The good news is that wheat, skimmed milk powder and raisins have become cheaper, although unfortunately oats (the very base of muesli) being in 'increased demand' have risen by 4.2% year on year - and expected to continue.

Wholesale prices are not normally my concern, but if they go up then eventually the point of sale price will rise, so perhaps worth knowing that bad weather and poor harvest have sent peanut prices skyward, up 85% y-o-y and expected to stay high until the next round of harvesting in the second half of this year.
There are shortfalls in pepper productions with black pepper up by50.9% y-o-y, also expected to stay high as demands exceeds supply.
The only reductions on the short list given are cashew nuts, desiccated coconut, honey, and dried apricots. Well, as these can be used when making muesli we now know what to avoid and what to use to keep our own 'manufacturing costs' down.

An article containing 'store-speak' that made me smile. "In times like these, consumers often swap healthy choices for food that's better for their wallets. But are they actually looking for familiar, comforting choices within food-to-go (FTG) - or the (cheaper) uninspiring sandwiches, all that's available on a shoestring?"
We are then told that Waitrose launched its 'lettuce wrap - costing £3.50" last year, even amid economic turmoil. The article says "consumers mostly shop for FTG on auto-pilot and with an average budget of less than £3. But it's a common misconception that cash-strapped consumers always take the safe option.
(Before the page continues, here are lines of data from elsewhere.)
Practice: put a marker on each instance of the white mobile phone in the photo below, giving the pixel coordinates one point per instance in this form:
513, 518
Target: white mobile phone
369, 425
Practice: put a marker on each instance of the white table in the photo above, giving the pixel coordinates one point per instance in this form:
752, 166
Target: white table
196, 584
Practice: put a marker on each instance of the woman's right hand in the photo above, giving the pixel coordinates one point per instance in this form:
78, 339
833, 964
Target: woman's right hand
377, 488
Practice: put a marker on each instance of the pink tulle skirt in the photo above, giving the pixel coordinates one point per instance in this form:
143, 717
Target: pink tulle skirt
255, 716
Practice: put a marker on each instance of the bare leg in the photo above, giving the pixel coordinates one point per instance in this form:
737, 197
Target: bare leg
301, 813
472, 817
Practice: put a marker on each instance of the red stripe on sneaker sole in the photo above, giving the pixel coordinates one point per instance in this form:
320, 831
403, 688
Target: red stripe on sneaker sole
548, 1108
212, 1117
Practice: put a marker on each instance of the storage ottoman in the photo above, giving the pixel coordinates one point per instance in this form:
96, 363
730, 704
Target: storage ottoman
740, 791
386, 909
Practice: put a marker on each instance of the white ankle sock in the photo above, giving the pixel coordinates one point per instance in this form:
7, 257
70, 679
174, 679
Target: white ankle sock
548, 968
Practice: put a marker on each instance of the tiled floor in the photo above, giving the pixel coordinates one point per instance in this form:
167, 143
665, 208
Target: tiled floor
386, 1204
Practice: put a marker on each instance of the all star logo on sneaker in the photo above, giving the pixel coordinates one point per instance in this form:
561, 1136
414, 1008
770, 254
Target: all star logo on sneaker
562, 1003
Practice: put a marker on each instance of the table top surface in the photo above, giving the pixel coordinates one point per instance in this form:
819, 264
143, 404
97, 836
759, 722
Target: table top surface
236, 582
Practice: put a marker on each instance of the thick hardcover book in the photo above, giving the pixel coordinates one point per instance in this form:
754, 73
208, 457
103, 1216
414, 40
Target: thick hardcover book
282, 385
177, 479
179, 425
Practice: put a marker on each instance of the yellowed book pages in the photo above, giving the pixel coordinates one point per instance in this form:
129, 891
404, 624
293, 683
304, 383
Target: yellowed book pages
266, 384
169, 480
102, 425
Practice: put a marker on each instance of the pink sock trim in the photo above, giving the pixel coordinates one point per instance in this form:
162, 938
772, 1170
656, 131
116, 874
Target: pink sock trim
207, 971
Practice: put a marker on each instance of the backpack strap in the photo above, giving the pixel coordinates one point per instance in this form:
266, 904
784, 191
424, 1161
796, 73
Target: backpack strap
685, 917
We believe they want to be inspired, regardless of budget."
I don't think so. Inspired possibly, but always within our budget, not regardless. Anyway who wants to pay over £3 for a lettuce 'wrap'? We can make our own wonderful packed lunches for half (or even a quarter) of that. So hope we all do.

Time left for only one more from the mag. This to do with Booth's (the North West family owned chain). They have instructed their buyers to find forgotten foods so we can get them back onto our plates. So we may well be seeing such delights as Lyth Valley damsons, Formby asparagus, double curd Lancashire cheese, and true York ham in their stores in the future.
As they say "slowly but surely, one product at a time, marvellous foods that are part of our food culture are being revived. If we don't eat them and celebrated them, we'll lose them".
Just let us hope we can still afford them.

Sorry this is a shorter blog, but - as ever - got up late due to my wish to continue dreaming. Better publish now so you have something to read this morning. In any case need some of the morning left for my own culinary activities.

Was amazed to see photos in the paper of how Britain is almost halted by the snow. We still haven't had any. Black ice being the worst and this for only one day (Eileen fell foul to it).
Staying indoors, other than feeling cold when the c.h. isn't on, one day is much like the other.
At least most of us can stay indoors today as it is the weekend (unless of course going to church, and not a lot of people do that these days it seems with congregations of only a handful in some places). Wherever you are, whatever you do, make sure you enjoy it. TTFN.